How do you see a Sweden supported German front opposed by a Norwegian, British and French playing out? I first thought of the Austrian-Italian Front.Â
Such an action by Germany would have led to many Jutland style fleet battles.
It only was one Jutland battle, and the lesson from it was don’t do it again, as Marc just explained.

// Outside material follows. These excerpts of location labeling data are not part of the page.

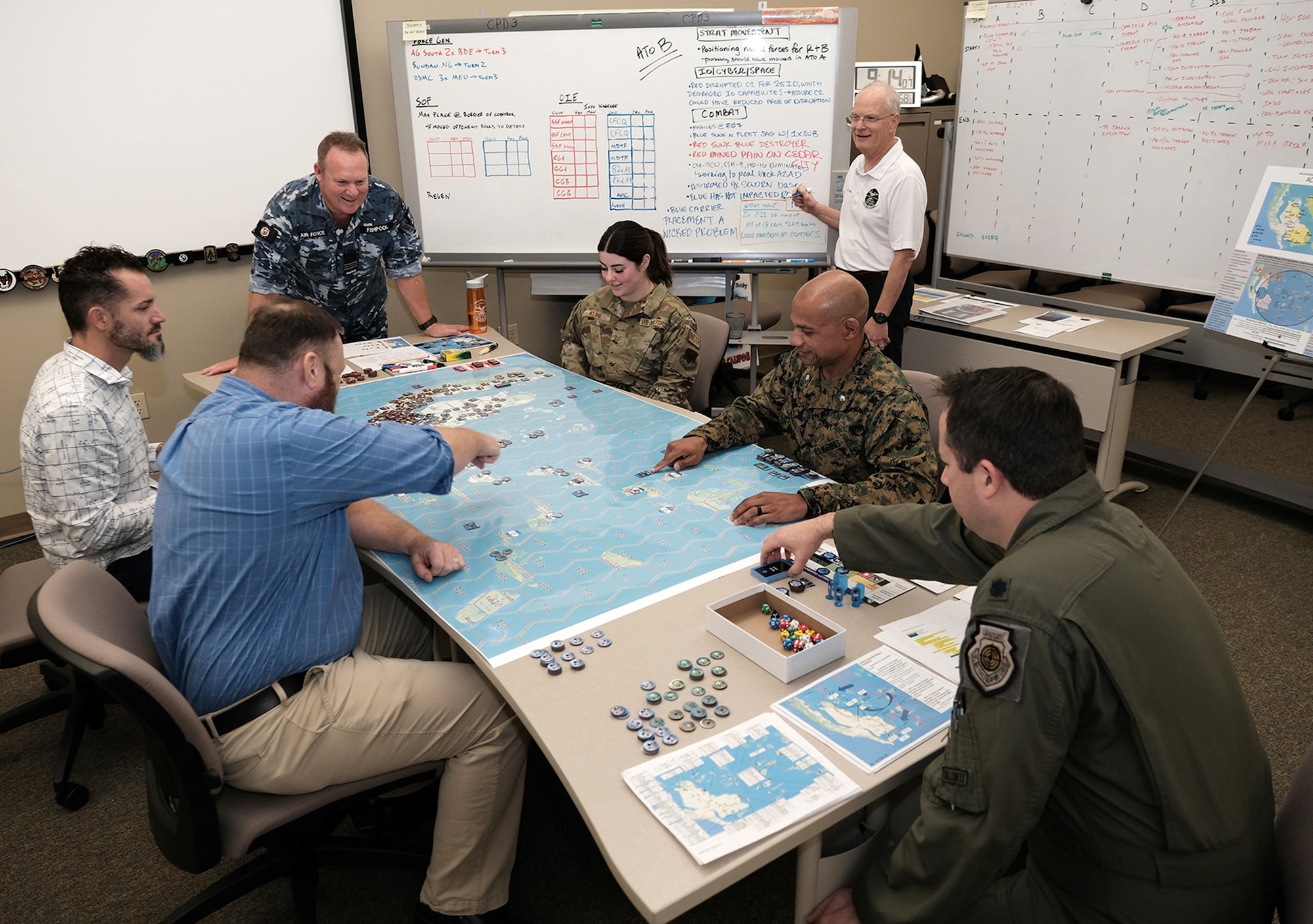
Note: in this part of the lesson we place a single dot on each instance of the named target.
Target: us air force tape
(35, 278)
(996, 657)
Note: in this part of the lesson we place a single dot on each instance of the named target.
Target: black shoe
(426, 915)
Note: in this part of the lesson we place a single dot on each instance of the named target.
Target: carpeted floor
(100, 864)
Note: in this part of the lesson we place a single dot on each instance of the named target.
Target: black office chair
(19, 646)
(195, 818)
(1295, 847)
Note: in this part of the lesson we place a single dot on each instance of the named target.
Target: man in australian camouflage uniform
(649, 348)
(849, 410)
(332, 238)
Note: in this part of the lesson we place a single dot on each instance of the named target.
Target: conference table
(1100, 363)
(569, 717)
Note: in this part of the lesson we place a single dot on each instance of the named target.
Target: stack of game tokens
(794, 636)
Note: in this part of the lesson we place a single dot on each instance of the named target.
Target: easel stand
(1278, 356)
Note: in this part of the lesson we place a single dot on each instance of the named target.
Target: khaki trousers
(388, 707)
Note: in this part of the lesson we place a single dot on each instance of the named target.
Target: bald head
(836, 296)
(828, 316)
(883, 98)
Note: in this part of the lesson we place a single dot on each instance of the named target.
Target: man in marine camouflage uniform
(1098, 720)
(849, 410)
(332, 238)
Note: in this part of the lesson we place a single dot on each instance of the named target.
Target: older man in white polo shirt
(882, 217)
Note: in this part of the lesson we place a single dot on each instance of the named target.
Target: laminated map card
(737, 788)
(872, 711)
(1266, 293)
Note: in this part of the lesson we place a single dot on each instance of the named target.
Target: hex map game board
(563, 532)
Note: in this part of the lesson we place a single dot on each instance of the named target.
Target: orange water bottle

As for the maritime strategy, the French coast is far more valuable than the Norwegian coast, both for excess to own shipping and trade, and for denial of the enemies. During WWII, Germany did in fact, yes I am not kidding, they did occupy both the Norwegian coast and the French coast, and the French coast proved far better, since it had short range to the action. If you own a Globe, you will see that Norwegian ports are easy blocked by the Greenland\Iceland\UK gap. KM Bismarck would learn this the hard way. Owning Norway is only a benefit if you want to go skiing to the North Pole.
Now, for the Norwegian Sweden Front. This did not happen neither during WWI nor WWII, because no one would benefit from it. But for the sake of discussion, lets assume it happened. A WWI attack on Norway would be different from the historical one in april 1940, because in in 1914 Norway was kind of allied to Britain, in a nonbelligerent treaty, plus Norway was totally mobilized from day 1. A German 1914 attack would have to go through Sweden, unless they wanted to see their navy sunk. So now we talk about a mountain war in the arctic zone, btw have you ever been to Alaska ? In 1914 there were no mentionable roads nor railroads in Norway, so they would get a hard time to supply this front. Both the terrain and the climate would favor the defender, making the front look like the winter war in Finland or the Litza front. Because of the 1905 tension between Norway and Sweden, the border had plenty of fortified lines too, in addition to the mountains, lack of roads, snow in the winter and marshes in the summer. In fact, Fort Hegra was tested in 1940 when a German battalion used 4 weeks of siege to crush the 200 Norwegian defenders. A full scale attack would be a mess. The Russians attacked 10 to 1 at the Mannerheim Line, and kept on for 4 years before they realized it was a bad idea. German crack mountain divisions attacked 5 to 1 against the Murmansk division, bet never got behind the Litza river. The Allies attacked Narvik in 1940 with 35000 men against 5000 German gebirgsjeagers, and after 2 months the Germans won. Attacking mountain fortresses in winter is always a bad idea. Same goes for an Allied attack against the Swedish iron mines at Kiruna. I spent some of my military service up there in the 80ties, and cant belive how Churchill in 1940 would think it was even remotely possible to walk 50 000 Brits over the mountain with no skies and no supply and no winter gear.